Due to a number of factors including the construction of of the £500bn HS5 – which will run non-stop from Thurso to Castle Cary, slashing seven minutes off the journey time – Covid, the recovery from Covid, the return of Covid, the climate emergency, Brexit, staffing problems, the wrong kind of wolves on the line, the cost-of-living crisis, the gilt crisis, the advent of winter, inflation, Putin’s war and the 2022 World Cup, a number of changes have been introduced to services in the area. See the map below for details. 

The new fares which came into operation on all TwisterTrack services on 26 June 2021 have been abandoned. The Mister Twister Emirates Airlines Red Rover Etihad ticket will, with immediate effect, be replaced by the Online Day Saver Return Amazon Apex Plus (the italics must be used in all communications). This will be valid on all services except on alternate days and other days.

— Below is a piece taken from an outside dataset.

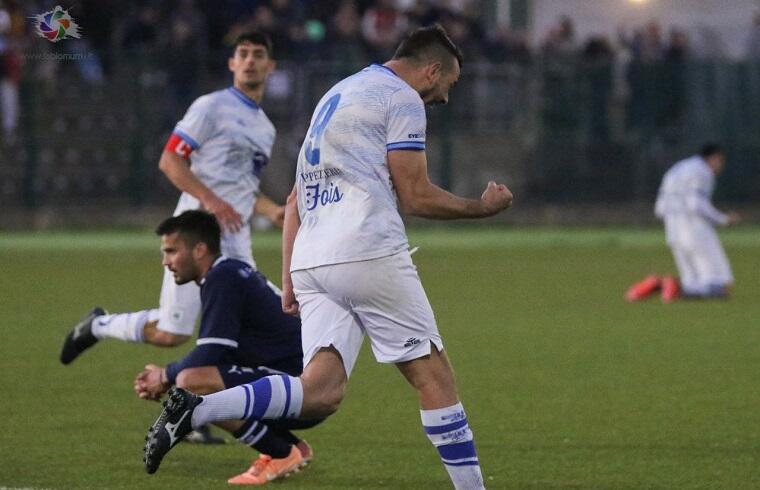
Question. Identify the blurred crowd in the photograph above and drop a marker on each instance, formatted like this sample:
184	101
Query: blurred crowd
345	32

Note that these changes are retrospective and apply only to journeys which have already been completed. If you have used a TwisterTrack service since 26 June 2021 you need to re-validate your fare online using the app. Note that a separate application must be made in respect of each journey taken in this period. Any penalty fares have already been calculated and have doubled and made vulnerable. Fares calculated in hearts can be converted to spades or no-trumps at participating bookshops. One-eyed Jacks remain wild in August and September.

Geographical changes

Chippings Loose and the parts of Billow south of the River Ox should now “be assumed to be part of Paraguay for all practical purposes for the foreseeable future” according to the verdict delivered by the Supreme Court of the United Nations in a case deciding the culpability of rodent attacks on water meters in Martinique. The Council is, however, “robustly rebutting this intrusion into its sovereignty” and claims that the judgment is the result of a mis-translation.

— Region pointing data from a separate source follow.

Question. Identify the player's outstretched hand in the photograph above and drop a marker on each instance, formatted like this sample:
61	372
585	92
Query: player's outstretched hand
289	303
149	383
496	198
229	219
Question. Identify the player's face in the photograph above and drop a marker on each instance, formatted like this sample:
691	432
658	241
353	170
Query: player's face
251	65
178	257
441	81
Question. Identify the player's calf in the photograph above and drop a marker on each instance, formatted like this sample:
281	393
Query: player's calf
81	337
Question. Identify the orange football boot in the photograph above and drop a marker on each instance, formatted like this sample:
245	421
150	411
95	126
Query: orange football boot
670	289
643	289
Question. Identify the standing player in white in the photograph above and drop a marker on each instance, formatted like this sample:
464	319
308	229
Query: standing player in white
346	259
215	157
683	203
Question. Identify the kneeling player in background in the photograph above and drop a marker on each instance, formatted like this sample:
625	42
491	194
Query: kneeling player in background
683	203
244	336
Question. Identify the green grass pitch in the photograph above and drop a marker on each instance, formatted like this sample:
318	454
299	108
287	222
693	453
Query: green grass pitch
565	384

West Sunak, Boiling North and Boiling Wednesday are now being run by the Osbertsworthy Young Offenders’ Institute for a trial period of ten years

Lemming St Trinians, which declared UDI from The Council in 2019, has confirmed that it is now, pending an appeal from the Ministry of Fisheries, an autonomous province of Madagascar. 


The following animals will mutate in October 2022: septum newts; chromatic seal moths; tequila hounds; powdered mall rats; daffodil shrews.
The following animals will mutate in November 2022: icicle toads; finisterre poodle whippets; intrinsic animals of any reasonable persuasion; Fabergé’s brass porcupines.

The following licensing changes have been approved by The Council

The Horse and Whispering Horse, South Moleskin: “don’t ask, don’t tell” service from 6pm.
The Other Horse, South Moleskin: lager-only before 10am.
The Accrued Elephant, West Sunak: electrocuted rodent frenzy from 8pm on Tuesdays.
The Fox and Turpentine, Boiling: closed except on on quarter days and during postal strikes.
Lady Percival’s Hamster, Lemming St Judas: topless male jousting until 9pm.
The Lamplighter’s Arms, Beebop Karla: civet-wrangling with vodka chasers on Tuesdays.
The Blind Octopus of Jerusalem, Tustle: licence revoked until further notice.
The Gravy Robber’s Zinc Pancake, Fallow: half-price electric water at weekends.
The Ring of Destiny, Deadbarrow: closed until the Valar return.
The Viral Load, Wuhan Parva: licence revoked until further notice.
The Intrepid Catfish, Euphonium: bring-your-own, cook-you-own, wash-up-your-own buffet every evening until 8pm.
The Frogmarket Arms in Logmarket, Thatchbury: anti-clockwise service only.
Kwayzy Kwarteng’s Revue Bar, Thatchbury: licence revoked until further notice.
The Electric Rabbit Warren on Stilts, Minty: licence revoked until further notice.
Make it Real!!, Thatchbury: Tug-of-love hornet baiting until 9pm.
Snoggers, Thatchbury: open online only.
Wow, like Wow!, Thatchbury: No vodka sales before 10pm.